Aspen’s opinions (if any) of probable costs are made on the basis of Aspen’s experience and general familiarity with the construction industry. However, because Aspen has no control over the costs of labor, materials, equipment, or services furnished by others, or over contractors’ methods of determining prices, or over competitive bidding or market conditions, Aspen cannot and does not guarantee that proposals, bids, or actual construction costs will not vary from opinions of probable construction costs prepared by Aspen. If CLIENT requires greater assurance as to probable construction costs, then CLIENT shall obtain an independent cost estimate. However, if bids are received that exceed Aspen’s opinion of probable costs by more than 10%, then CLIENT may give notice of termination of this Agreement and shall be obligated to pay Aspen only as set forth in Paragraph 25.

Dispute Resolution. 

If any party has a dispute with another regarding the meaning, operation, or enforcement of any provision of this Agreement, the disputing parties agree to meet and confer to negotiate a resolution of the dispute in good faith during the 30 days after notice of a dispute from either of them. They further agree as follows:

  1. Mediation.
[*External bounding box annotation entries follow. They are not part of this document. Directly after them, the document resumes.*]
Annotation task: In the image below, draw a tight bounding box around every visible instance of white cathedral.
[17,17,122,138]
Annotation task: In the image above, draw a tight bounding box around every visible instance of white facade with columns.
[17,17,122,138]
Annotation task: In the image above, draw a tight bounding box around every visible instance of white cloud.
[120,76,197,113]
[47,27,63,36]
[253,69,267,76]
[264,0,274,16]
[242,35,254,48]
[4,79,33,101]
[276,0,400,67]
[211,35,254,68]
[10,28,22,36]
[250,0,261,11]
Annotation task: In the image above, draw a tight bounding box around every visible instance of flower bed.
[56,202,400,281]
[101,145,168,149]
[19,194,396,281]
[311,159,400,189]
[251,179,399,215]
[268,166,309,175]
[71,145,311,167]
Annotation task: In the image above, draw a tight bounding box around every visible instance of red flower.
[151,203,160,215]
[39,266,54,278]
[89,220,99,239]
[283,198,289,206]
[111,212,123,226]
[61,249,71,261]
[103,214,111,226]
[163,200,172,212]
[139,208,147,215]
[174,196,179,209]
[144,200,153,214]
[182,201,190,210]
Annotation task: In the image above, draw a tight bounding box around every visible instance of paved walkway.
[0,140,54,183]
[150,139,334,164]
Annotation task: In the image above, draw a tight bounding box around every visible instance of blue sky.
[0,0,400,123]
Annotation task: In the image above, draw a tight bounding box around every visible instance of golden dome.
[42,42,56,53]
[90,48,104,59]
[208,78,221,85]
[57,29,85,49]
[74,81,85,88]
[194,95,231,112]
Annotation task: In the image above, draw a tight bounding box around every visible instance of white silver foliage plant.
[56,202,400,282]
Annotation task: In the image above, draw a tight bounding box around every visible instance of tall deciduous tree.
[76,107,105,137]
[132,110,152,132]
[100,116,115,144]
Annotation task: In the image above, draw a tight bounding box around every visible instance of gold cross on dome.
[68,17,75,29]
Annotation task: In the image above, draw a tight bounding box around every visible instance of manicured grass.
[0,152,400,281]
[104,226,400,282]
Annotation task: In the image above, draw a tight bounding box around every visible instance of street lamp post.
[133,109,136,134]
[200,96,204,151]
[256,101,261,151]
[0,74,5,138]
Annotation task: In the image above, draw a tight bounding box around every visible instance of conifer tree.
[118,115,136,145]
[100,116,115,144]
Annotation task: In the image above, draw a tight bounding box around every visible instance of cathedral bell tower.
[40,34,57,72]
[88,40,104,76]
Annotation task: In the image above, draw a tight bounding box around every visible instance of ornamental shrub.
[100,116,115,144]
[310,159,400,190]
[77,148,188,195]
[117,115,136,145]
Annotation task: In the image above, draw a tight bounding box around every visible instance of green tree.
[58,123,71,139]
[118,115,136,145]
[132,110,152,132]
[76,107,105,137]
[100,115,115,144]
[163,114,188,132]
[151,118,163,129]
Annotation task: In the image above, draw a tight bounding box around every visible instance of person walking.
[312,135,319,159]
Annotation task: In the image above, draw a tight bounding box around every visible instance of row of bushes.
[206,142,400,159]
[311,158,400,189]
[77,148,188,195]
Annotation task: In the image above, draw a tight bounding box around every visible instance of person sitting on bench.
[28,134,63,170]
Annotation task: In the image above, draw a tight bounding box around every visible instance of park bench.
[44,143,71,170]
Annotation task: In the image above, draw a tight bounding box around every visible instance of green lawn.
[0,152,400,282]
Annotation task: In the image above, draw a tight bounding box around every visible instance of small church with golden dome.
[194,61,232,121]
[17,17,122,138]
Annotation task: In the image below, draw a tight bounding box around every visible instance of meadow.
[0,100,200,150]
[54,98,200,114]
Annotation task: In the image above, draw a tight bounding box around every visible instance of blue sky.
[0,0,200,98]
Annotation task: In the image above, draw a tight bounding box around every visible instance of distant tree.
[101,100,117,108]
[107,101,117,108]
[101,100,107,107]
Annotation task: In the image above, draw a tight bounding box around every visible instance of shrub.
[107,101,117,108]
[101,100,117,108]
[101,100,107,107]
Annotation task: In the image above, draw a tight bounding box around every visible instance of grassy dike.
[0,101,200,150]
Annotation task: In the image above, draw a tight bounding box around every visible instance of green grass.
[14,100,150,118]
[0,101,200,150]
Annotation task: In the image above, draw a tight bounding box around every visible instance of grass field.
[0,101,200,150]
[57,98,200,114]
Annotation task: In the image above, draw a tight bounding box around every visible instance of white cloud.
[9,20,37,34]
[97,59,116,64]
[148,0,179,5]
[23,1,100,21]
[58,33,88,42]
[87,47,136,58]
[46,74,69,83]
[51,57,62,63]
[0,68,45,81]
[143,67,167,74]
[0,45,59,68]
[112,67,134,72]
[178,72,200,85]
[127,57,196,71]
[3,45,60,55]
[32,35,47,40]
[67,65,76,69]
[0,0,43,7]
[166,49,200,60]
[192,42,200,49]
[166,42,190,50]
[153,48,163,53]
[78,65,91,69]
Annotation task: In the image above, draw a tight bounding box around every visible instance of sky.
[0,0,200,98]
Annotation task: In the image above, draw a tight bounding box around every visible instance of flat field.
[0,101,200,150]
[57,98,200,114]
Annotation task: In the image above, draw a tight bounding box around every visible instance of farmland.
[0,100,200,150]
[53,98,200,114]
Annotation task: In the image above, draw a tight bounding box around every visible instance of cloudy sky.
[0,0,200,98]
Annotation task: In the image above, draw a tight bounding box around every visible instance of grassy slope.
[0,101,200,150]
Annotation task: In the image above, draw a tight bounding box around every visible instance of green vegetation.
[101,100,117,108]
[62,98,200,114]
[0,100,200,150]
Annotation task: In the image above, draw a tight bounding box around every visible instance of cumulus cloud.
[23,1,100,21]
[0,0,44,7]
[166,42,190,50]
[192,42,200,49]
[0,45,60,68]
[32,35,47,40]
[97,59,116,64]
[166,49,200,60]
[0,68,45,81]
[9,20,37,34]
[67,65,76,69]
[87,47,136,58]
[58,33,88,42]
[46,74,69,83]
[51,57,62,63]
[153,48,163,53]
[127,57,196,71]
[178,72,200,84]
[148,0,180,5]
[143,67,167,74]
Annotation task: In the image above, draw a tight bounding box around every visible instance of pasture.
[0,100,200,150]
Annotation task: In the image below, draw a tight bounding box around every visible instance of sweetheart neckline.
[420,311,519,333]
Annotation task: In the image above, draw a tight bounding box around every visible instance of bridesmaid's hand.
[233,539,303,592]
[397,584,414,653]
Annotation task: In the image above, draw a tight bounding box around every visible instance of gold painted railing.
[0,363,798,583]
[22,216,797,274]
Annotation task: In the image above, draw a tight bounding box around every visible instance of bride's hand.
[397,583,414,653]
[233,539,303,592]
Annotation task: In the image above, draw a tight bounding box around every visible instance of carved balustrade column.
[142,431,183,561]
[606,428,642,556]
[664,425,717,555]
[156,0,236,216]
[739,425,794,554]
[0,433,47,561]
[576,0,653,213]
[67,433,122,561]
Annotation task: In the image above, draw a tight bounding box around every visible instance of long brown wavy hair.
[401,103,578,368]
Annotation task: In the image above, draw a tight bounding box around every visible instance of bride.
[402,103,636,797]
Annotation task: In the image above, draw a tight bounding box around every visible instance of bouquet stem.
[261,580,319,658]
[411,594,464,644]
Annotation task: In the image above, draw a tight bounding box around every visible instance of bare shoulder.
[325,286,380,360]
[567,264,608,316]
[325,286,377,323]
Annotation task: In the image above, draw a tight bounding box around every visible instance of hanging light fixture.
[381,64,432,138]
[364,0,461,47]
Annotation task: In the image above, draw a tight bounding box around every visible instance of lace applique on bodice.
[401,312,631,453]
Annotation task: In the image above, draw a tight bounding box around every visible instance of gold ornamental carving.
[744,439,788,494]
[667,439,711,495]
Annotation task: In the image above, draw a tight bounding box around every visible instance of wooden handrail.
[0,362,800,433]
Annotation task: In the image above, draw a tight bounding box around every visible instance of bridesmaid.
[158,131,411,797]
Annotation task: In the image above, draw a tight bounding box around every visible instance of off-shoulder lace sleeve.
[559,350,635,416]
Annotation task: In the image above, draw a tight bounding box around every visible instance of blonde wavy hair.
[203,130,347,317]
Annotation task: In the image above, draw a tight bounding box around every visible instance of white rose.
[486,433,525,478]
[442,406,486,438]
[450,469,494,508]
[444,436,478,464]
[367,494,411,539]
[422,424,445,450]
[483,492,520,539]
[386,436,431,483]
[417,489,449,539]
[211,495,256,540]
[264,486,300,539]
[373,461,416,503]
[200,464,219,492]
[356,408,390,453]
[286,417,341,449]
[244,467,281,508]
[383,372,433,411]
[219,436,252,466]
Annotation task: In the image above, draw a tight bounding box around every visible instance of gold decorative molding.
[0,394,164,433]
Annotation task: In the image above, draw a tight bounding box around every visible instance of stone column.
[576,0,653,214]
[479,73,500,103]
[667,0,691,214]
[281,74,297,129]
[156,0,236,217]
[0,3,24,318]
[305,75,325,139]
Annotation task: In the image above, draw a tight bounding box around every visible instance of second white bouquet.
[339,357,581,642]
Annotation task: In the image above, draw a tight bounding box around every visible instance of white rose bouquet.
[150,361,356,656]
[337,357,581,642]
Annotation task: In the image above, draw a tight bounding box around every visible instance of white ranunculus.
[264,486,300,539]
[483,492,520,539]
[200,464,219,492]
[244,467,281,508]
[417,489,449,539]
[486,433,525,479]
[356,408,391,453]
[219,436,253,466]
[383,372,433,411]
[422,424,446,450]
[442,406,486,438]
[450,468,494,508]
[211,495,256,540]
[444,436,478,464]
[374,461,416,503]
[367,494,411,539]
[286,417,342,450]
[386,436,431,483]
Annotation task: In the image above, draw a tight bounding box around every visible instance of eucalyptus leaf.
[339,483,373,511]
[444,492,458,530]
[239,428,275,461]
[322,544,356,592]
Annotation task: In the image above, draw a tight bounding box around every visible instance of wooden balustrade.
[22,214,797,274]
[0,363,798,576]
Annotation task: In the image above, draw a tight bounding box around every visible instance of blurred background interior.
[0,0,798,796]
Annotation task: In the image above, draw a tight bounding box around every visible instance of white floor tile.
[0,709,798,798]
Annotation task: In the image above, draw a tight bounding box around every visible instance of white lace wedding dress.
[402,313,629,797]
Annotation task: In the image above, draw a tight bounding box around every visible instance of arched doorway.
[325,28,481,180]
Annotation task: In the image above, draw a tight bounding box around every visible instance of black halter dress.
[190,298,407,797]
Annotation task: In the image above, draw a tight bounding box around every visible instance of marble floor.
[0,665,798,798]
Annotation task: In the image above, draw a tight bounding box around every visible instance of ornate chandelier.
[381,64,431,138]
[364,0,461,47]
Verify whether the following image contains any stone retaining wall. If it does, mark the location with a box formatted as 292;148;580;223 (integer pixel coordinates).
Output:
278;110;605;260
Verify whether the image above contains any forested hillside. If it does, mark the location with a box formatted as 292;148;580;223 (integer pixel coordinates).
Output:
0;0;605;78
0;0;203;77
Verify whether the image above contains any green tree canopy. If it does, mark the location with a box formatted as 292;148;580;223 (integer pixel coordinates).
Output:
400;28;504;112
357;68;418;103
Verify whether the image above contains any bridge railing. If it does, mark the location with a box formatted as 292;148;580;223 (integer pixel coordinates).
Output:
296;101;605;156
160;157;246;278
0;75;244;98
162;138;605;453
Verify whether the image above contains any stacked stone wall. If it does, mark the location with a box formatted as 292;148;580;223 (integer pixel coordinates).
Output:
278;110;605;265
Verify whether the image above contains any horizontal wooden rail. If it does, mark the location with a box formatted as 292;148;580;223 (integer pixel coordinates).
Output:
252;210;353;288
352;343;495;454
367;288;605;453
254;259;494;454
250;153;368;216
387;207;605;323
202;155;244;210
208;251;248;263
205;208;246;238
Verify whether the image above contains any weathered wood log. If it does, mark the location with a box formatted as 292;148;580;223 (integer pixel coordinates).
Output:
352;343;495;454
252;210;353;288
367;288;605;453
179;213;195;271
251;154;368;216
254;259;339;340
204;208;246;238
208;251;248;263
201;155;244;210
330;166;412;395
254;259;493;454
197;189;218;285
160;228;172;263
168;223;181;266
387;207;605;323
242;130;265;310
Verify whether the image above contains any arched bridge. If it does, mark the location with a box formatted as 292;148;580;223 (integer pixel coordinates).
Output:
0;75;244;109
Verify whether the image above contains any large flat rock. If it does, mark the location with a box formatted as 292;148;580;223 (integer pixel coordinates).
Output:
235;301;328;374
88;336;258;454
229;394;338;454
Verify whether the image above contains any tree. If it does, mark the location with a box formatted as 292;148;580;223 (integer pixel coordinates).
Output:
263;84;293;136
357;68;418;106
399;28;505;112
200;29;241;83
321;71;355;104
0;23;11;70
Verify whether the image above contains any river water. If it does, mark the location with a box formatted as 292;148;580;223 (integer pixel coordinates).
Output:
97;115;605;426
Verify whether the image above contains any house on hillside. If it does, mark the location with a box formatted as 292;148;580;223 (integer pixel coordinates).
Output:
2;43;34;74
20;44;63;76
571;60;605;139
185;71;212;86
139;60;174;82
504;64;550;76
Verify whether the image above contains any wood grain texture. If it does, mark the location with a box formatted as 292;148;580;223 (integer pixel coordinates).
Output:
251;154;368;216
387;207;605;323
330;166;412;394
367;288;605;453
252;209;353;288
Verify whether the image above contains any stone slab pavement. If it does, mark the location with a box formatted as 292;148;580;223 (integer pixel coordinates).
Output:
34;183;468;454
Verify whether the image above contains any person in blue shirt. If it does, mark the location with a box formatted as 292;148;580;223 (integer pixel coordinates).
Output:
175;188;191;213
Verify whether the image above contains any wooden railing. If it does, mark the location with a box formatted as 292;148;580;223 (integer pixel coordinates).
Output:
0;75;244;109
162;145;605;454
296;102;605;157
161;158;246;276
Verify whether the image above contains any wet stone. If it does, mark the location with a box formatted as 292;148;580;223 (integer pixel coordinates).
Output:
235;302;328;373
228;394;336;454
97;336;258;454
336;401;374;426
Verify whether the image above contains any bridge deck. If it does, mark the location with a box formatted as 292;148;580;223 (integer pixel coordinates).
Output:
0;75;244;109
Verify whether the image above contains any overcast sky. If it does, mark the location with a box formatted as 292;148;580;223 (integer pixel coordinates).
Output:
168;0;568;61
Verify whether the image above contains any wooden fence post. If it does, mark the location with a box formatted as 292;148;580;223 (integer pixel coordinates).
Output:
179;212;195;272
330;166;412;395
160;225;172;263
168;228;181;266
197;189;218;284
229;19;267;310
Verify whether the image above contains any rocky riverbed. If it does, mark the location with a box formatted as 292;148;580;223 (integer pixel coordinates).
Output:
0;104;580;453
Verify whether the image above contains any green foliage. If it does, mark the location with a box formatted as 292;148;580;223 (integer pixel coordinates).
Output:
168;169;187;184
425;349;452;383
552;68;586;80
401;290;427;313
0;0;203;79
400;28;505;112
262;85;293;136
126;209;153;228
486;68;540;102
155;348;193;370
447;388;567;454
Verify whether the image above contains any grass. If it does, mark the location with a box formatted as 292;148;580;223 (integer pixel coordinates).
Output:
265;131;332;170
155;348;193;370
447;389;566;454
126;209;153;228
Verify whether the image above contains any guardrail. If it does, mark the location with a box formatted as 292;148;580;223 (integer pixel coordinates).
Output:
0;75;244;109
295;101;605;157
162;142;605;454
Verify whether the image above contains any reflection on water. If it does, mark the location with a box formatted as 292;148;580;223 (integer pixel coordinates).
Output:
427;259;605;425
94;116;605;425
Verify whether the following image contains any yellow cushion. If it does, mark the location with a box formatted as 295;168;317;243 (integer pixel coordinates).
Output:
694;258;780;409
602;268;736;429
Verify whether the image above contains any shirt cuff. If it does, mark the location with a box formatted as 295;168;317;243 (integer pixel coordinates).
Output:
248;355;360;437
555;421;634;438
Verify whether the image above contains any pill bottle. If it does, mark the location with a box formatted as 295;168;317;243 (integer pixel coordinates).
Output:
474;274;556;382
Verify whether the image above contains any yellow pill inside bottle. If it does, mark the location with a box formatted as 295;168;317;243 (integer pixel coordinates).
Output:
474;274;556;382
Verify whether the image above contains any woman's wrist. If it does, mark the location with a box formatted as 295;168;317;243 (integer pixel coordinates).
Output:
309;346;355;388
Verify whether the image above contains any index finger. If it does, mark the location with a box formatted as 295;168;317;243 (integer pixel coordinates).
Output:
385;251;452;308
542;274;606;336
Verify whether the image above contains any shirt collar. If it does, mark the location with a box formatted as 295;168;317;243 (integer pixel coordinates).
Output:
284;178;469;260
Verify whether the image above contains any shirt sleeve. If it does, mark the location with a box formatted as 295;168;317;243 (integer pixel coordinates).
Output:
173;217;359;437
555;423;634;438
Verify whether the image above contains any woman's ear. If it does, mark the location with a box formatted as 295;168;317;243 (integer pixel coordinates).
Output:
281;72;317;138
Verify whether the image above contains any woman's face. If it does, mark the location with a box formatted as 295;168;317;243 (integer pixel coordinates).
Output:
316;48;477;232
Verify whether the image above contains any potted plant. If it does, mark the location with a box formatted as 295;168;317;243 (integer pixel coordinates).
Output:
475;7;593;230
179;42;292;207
If they are unable to resolve the dispute themselves and before formally instituting any other dispute mechanism, they shall utilize the services of a mutually acceptable neutral mediator, who meets the qualifications of MCR 2.411, to bring them together in at least one mediation session.

  2. Venue. All meetings, hearings, and actions to resolve the dispute shall be in Leelanau County, State of Michigan.

  3. Notice. Written notice of a dispute shall be given to the other parties not later than 90 days after the occurrence giving rise to the dispute becomes known or should have become known. Negotiations and mediation shall occur within 60 days after such notice.

Owner Responsibility. 

CLIENT shall provide the necessary qualified resources for the project to complete the negotiation and closure of required agreements, provide staging facility access, fiber network access, and configuration, head-end facility access, and configuration, and outside plant construction of the project per the project plan with any deficiencies in available resources identified and mitigated by CLIENT to not delay the project.

Constituents of Concern. 

Asbestos, petroleum, radioactive material, polychlorinated biphenyls (PCBs), hazardous waste, and any substance, product, waste, or other material of any nature whatsoever that is or becomes listed, regulated or addressed pursuant to (a) the Comprehensive Environmental Response, Compensation, and Liability Act, 42 U.S.C. §§9601 et seq. (“CERCLA”); (b) the Hazardous Materials Transportation Act, 49 U.S.C. §§5101 et seq.; (c) the Resource Conservation and Recovery Act, 42 U.S.C. §§6901 et seq. (“RCRA”); (d) the Toxic Substances Control Act, 15 U.S.C. §§2601 et seq.; (e) the Clean Water Act, 33 U.S.C. §§1251 et seq.; (f) the Clean Air Act, 42 U.S.C. §§7401 et seq.; or (g) any other federal, State, or local statute, law, rule, regulation, ordinance, resolution, code, order, or decree regulating, relating to, or imposing liability or standards of conduct concerning, any hazardous, toxic, or dangerous waste, substance, or material.